Trek berpasir siap kami lalui, dengan berhati-hati langkah kaki ini memilih pijakan supaya tidak terjatuh. Maju 1 langkah, mundur 2 langkah, kaki ini sudah lelah, tapi gue gak boleh berhenti, sebentar lagi sampai.

image

Menanti Fajar …

2 jam pendakian akhirnya kami sampai di Puncak Gunung Kerinci !!!

image

Sunrise …

image

Just feel free …

image

Santei …


image

Golden Sunrise …

image

Awan …

image

Puncak Gunung Kerinci …

image

Puncak Gunung Kerinci …

image

Gunung Tujuh dari Puncak Gunung Kerinci.


image

Smiley …


image

Yeay …


image

Golden Team …

image

Ada yang abis di Wisuda …

image

Semua senang … Alhamdulillah.

image

Magmadipa I Love U …

image

Just For You …

image

Salam Cinta dari Puncak …

Semua begitu senang, menikmati panorama yang begitu sedap di pandang mata.
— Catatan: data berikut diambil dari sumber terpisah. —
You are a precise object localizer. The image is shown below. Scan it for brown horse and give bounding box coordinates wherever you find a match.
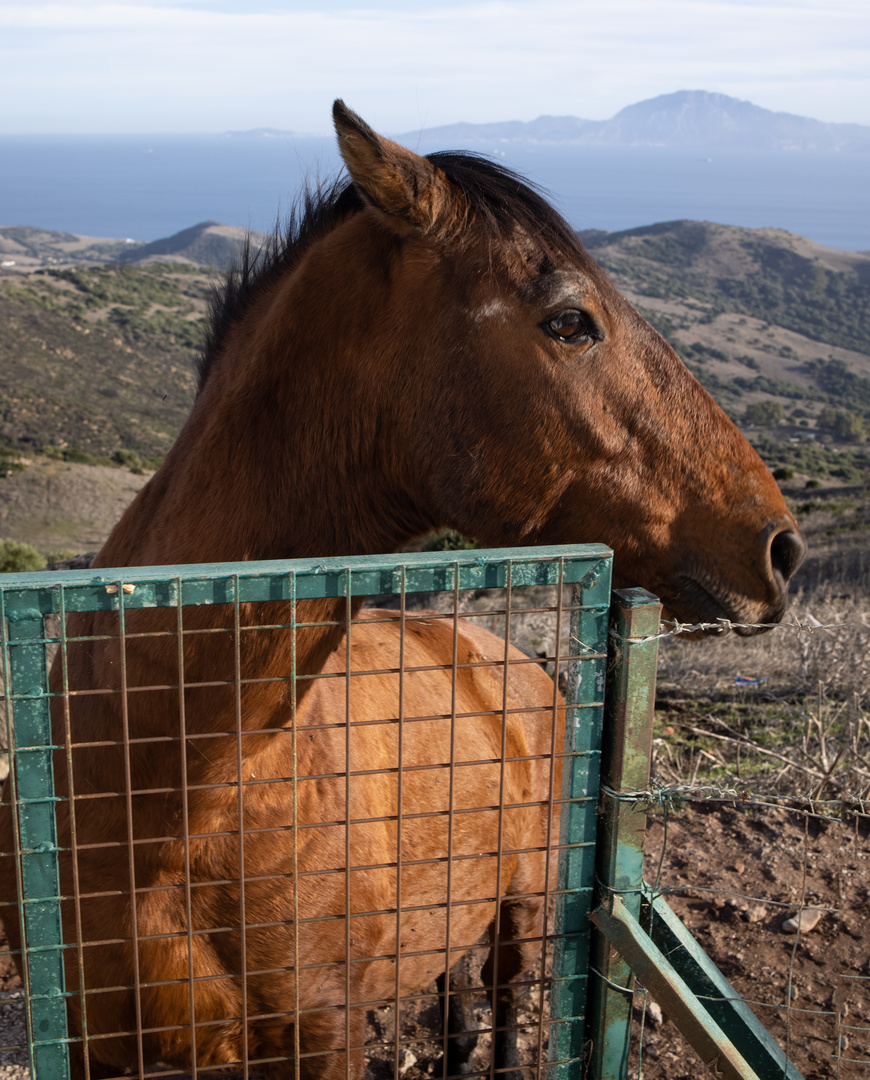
[0,102,803,1078]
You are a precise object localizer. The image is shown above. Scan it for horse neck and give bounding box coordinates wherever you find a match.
[95,270,433,692]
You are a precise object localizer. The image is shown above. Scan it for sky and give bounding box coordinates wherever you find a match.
[0,0,870,135]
Tapi ini bukan tujuan akhir, bonus itu akhirnya didapatkan, namun perjalanan belum selesai, saat memulai mendaki, maka kita harus siap untuk turun.
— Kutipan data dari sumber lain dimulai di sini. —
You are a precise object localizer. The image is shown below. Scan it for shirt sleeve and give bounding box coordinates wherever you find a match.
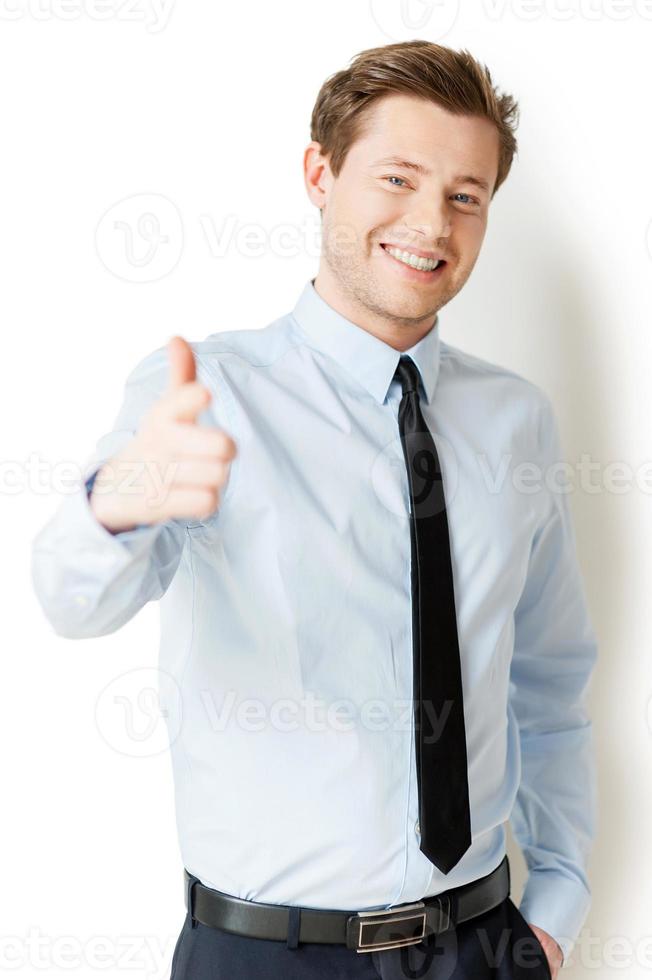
[31,347,222,639]
[509,393,597,961]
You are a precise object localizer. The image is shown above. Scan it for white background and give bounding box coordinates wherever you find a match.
[0,0,652,980]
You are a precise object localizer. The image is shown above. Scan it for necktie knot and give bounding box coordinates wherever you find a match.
[394,354,420,395]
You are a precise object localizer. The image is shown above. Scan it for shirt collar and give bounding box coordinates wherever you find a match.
[292,279,440,404]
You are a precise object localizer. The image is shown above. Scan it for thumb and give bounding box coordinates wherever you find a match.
[168,336,197,391]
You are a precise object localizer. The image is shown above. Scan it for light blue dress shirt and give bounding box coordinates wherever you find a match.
[32,279,597,957]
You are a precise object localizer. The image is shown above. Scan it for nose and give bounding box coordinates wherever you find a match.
[403,201,451,242]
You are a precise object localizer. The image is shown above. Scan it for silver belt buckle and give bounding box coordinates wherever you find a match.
[348,896,450,953]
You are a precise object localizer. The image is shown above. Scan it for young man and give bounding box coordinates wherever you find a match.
[33,41,597,980]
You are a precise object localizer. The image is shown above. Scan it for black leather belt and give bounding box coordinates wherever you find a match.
[184,855,510,953]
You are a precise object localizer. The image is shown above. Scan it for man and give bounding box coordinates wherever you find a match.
[33,41,597,980]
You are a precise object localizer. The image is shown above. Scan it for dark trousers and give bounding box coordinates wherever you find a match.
[170,876,550,980]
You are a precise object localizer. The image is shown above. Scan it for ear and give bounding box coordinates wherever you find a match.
[303,140,334,211]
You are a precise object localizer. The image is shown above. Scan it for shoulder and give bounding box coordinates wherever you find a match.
[190,314,303,370]
[440,340,554,426]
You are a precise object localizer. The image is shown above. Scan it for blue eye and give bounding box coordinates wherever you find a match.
[455,191,478,204]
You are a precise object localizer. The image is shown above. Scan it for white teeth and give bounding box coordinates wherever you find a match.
[385,246,440,272]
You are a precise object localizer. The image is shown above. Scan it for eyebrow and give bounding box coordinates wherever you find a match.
[371,157,489,193]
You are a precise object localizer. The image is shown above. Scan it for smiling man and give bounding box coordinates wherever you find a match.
[33,41,597,980]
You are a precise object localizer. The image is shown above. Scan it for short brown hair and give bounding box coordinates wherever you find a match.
[310,40,519,197]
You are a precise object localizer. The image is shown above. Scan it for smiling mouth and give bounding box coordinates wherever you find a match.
[379,242,447,281]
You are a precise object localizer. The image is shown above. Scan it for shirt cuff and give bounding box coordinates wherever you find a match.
[519,869,591,964]
[80,466,163,557]
[85,466,162,553]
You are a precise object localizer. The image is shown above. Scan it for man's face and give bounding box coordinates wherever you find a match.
[306,94,499,334]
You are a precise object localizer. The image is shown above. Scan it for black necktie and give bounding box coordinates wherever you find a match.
[395,355,471,874]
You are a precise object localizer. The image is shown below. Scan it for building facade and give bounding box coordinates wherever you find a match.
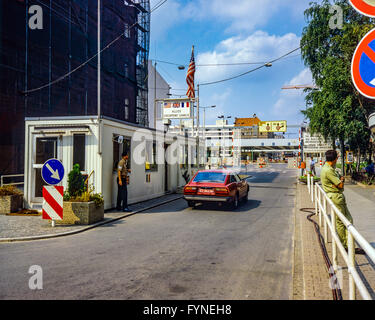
[0,0,150,175]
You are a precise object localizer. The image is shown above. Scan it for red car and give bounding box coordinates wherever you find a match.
[184,170,250,209]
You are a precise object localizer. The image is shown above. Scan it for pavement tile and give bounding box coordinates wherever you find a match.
[0,194,181,239]
[296,185,375,300]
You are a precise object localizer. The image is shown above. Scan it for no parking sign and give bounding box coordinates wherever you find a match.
[352,29,375,99]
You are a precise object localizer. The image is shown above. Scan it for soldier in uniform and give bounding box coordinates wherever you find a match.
[116,152,131,212]
[320,150,364,254]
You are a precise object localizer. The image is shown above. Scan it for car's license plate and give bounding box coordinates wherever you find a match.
[198,189,215,194]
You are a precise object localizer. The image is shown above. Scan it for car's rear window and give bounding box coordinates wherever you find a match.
[193,172,227,182]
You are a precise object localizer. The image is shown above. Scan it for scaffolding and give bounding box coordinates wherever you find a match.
[125,0,150,127]
[0,0,150,175]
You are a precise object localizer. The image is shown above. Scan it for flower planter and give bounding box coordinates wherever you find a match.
[55,201,104,225]
[0,195,23,214]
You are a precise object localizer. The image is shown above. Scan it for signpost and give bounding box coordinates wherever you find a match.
[346,151,354,164]
[42,186,64,227]
[349,0,375,17]
[352,29,375,99]
[42,159,65,227]
[161,99,193,119]
[303,132,332,153]
[259,120,287,133]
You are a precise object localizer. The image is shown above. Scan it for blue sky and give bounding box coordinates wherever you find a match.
[150,0,312,131]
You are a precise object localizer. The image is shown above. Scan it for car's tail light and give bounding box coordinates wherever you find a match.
[215,188,229,194]
[184,187,197,192]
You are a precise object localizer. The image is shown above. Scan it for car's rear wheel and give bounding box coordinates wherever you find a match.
[242,188,249,203]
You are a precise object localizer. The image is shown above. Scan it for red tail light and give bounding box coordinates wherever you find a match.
[184,187,197,193]
[215,188,229,194]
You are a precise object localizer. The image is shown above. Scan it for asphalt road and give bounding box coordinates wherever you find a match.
[0,165,296,300]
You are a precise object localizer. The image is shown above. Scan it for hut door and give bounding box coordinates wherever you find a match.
[32,137,57,202]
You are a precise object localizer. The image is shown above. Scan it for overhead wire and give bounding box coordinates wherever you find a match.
[199,46,302,86]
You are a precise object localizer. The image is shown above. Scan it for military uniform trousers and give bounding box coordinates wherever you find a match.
[116,177,128,210]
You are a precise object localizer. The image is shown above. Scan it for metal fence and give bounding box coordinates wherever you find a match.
[307,175,375,300]
[0,174,24,187]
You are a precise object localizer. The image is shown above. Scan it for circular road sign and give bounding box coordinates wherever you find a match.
[42,159,65,185]
[352,29,375,99]
[349,0,375,17]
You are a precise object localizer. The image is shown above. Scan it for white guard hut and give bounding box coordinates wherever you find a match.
[24,116,203,210]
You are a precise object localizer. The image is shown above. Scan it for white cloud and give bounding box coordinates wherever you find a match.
[151,0,310,38]
[273,68,313,120]
[151,0,183,40]
[197,31,300,82]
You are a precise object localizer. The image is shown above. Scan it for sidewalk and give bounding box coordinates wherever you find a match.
[294,180,375,300]
[293,183,333,300]
[0,194,182,242]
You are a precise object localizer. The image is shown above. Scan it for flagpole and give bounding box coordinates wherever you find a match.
[197,84,200,170]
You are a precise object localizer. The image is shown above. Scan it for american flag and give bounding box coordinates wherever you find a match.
[186,46,195,99]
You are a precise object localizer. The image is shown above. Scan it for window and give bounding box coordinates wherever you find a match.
[73,134,86,171]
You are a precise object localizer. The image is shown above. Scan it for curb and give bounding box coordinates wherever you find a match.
[0,196,183,243]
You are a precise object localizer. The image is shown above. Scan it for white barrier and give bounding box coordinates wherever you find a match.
[307,175,375,300]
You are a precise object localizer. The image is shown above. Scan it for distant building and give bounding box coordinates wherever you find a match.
[234,114,275,139]
[148,61,171,128]
[0,0,150,175]
[170,115,298,166]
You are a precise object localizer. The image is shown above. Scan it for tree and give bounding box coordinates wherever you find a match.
[301,0,375,171]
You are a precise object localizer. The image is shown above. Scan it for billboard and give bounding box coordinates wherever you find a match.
[303,132,332,153]
[259,120,287,133]
[161,99,194,119]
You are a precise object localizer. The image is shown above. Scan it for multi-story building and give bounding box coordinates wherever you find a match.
[0,0,150,176]
[171,115,298,166]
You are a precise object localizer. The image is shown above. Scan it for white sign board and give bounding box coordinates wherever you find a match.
[303,132,332,153]
[162,100,194,119]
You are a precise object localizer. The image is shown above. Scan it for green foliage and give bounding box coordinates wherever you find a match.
[301,0,375,153]
[68,164,85,197]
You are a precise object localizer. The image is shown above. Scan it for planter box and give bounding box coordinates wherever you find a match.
[0,195,23,214]
[55,201,104,225]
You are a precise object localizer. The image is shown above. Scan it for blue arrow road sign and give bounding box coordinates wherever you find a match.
[42,159,65,185]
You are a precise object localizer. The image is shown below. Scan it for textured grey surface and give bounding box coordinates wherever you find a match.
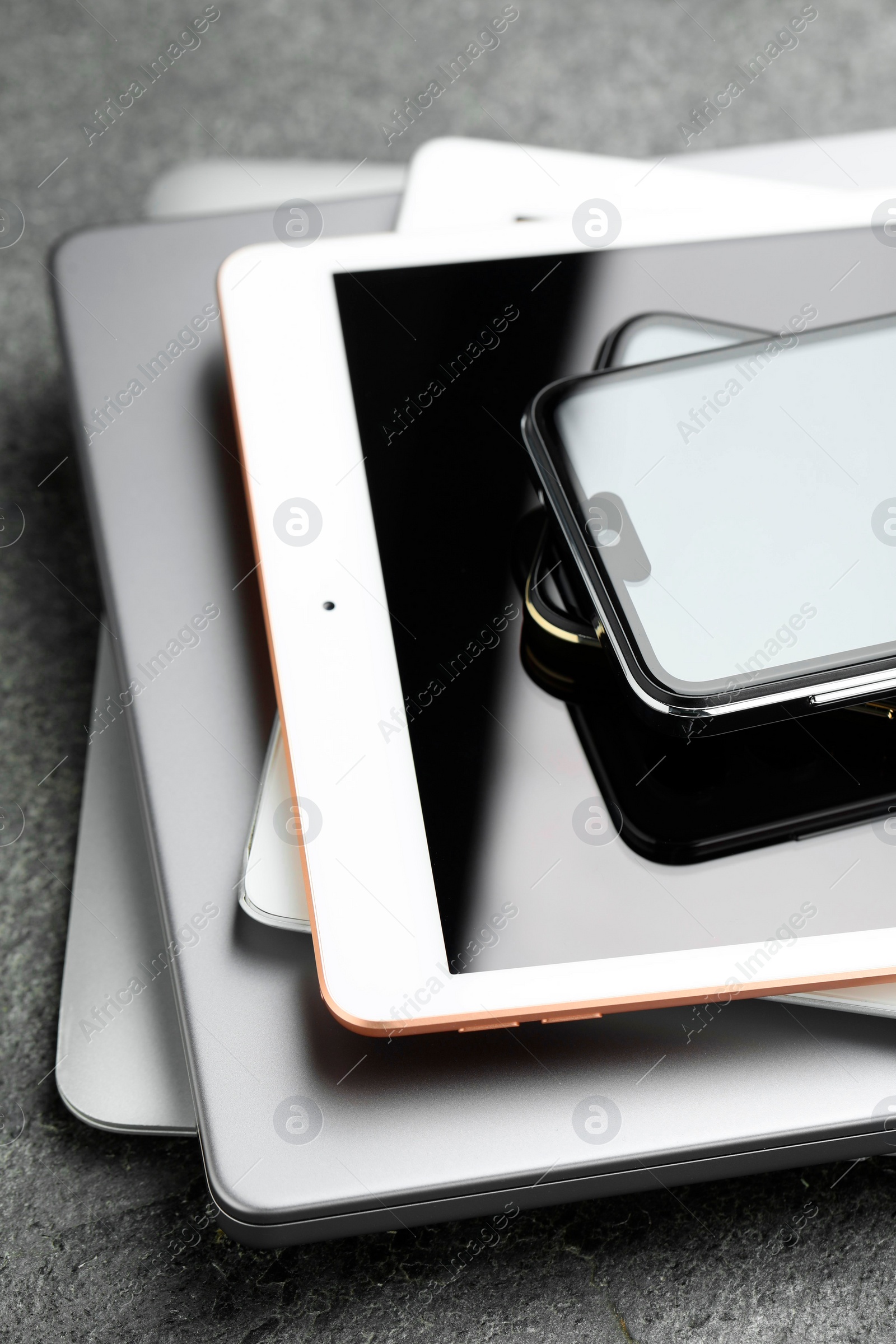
[0,0,896,1344]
Walau badan sudah lemas, tapi kami harus segera turun. Seharusnya kami ikut serta memeriahkan kemerdekaan Republik Indonesia esok hari, namun kami sadar diri, badan sudah lelah, logistik sudah habis, dan ini sudah lebih dari cukup kami menikmati Gunung Kerinci, kini saatnya Pulang, dengan selamat tanpa ada kurang satupun.

Saatnya Turun …

Faktanya kami baru turun gunung setelah dzuhur, sekitar pukul 12.30 WIB. Rasa malas dan lelah harus kami lawan, hari ini kami sudah siap untuk turun gunung.

Perjalanan turun tentu lebih cepat, karena logistik yang kami bawa sudah separuhnya dihabiskan, persediaan minumpun kini sudah semakin menipis. Dehidrasi kini menghantui, tapi kami percaya, kami yakin bahwa kami bisa melalui semua ini bersama.
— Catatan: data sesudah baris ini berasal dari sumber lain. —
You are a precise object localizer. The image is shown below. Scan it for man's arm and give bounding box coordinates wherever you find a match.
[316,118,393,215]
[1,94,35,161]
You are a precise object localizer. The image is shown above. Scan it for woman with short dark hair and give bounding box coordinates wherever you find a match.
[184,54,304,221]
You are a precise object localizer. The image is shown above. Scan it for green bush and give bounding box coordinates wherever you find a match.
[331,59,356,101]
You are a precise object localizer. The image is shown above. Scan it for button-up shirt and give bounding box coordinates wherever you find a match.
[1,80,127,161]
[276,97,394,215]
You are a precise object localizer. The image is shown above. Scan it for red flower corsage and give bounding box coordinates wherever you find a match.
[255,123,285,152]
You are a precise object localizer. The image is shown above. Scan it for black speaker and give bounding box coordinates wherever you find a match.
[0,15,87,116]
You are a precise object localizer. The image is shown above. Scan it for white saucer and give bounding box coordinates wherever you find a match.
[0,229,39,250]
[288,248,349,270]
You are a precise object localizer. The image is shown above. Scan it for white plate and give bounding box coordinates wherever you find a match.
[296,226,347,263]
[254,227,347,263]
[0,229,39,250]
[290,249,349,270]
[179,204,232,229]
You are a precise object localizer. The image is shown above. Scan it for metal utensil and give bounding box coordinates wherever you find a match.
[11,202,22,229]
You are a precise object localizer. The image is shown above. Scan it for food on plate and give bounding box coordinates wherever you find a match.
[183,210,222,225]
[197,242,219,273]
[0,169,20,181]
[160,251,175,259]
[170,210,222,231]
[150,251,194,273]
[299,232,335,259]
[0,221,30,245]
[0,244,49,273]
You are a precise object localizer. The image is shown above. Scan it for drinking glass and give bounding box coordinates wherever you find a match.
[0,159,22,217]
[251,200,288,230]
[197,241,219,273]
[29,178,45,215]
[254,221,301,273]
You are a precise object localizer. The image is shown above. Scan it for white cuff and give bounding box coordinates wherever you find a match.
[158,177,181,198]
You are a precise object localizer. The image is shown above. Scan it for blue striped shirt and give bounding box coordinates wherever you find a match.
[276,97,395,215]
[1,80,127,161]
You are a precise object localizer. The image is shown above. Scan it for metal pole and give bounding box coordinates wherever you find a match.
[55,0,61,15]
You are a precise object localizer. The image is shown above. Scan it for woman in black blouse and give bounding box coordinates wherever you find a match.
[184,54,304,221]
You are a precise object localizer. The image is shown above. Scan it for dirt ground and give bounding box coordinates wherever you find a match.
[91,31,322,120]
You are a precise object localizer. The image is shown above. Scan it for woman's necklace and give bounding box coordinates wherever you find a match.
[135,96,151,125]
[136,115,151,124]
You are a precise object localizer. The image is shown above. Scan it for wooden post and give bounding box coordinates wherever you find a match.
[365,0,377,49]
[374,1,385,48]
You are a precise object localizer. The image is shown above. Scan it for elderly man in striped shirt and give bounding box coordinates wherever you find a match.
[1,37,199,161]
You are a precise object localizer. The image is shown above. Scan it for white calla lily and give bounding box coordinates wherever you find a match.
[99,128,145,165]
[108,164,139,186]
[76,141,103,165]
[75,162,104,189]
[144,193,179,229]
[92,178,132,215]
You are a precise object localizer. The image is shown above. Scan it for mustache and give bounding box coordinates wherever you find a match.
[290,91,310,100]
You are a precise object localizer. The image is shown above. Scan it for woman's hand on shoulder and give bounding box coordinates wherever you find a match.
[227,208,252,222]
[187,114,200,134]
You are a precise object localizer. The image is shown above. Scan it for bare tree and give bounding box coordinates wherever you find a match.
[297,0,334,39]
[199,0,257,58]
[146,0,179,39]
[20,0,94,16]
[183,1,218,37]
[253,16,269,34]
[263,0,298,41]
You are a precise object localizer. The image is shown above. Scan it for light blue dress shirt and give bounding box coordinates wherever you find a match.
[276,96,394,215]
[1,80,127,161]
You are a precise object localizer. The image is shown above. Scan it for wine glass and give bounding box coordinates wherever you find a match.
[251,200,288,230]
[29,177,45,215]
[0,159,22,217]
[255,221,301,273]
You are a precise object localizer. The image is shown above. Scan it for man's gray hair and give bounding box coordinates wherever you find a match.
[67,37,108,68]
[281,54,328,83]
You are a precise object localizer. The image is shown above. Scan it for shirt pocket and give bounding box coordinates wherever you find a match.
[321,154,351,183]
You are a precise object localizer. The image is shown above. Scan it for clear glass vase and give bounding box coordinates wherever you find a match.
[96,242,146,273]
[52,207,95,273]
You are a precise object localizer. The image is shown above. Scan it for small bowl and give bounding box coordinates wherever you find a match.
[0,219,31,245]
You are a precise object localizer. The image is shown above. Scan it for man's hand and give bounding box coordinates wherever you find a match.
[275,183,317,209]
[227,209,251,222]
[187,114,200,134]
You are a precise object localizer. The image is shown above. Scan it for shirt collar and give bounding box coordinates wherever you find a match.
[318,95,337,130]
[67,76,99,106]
Dari Shelter 3 ke Shelter 1 menghabiskan waktu sekitar 5 jam, hari sudah mulai gelap. Istirahat sejenak dan berdiskusi bersama, apakah perjalanan turun akan kami lanjutkan, mengingat waktu yang sudah menuju malam.

Setelah berfikir sejenak, entah dengan pikiran dingin atau beku, tapi yang jelas kami harus turun hari ini, dengan kondisi pakaian yang sudah dipenuhi lumpur, dengan logistik yang sudah habis, dan persediaan air minum yang menipis, kami memilih untuk segera turun. Walau katanya turun di waktu malam itu cukup berbahaya, mengingat lintasan yang dilalui begitu terjal, becek, dan gelap.

Kami dihadapkan tidak pada banyak pilihan, maka insting yang bekerja, dan do’a menjadi kunci utama dalam perjalanan pulang ini. Suara burung dan jangkrik, kini menemani perjlanan kami. Hutan ini sangat rindang, sedikit seram, dan kami kadang terkaget dengan suara hewan yang saling menyapa.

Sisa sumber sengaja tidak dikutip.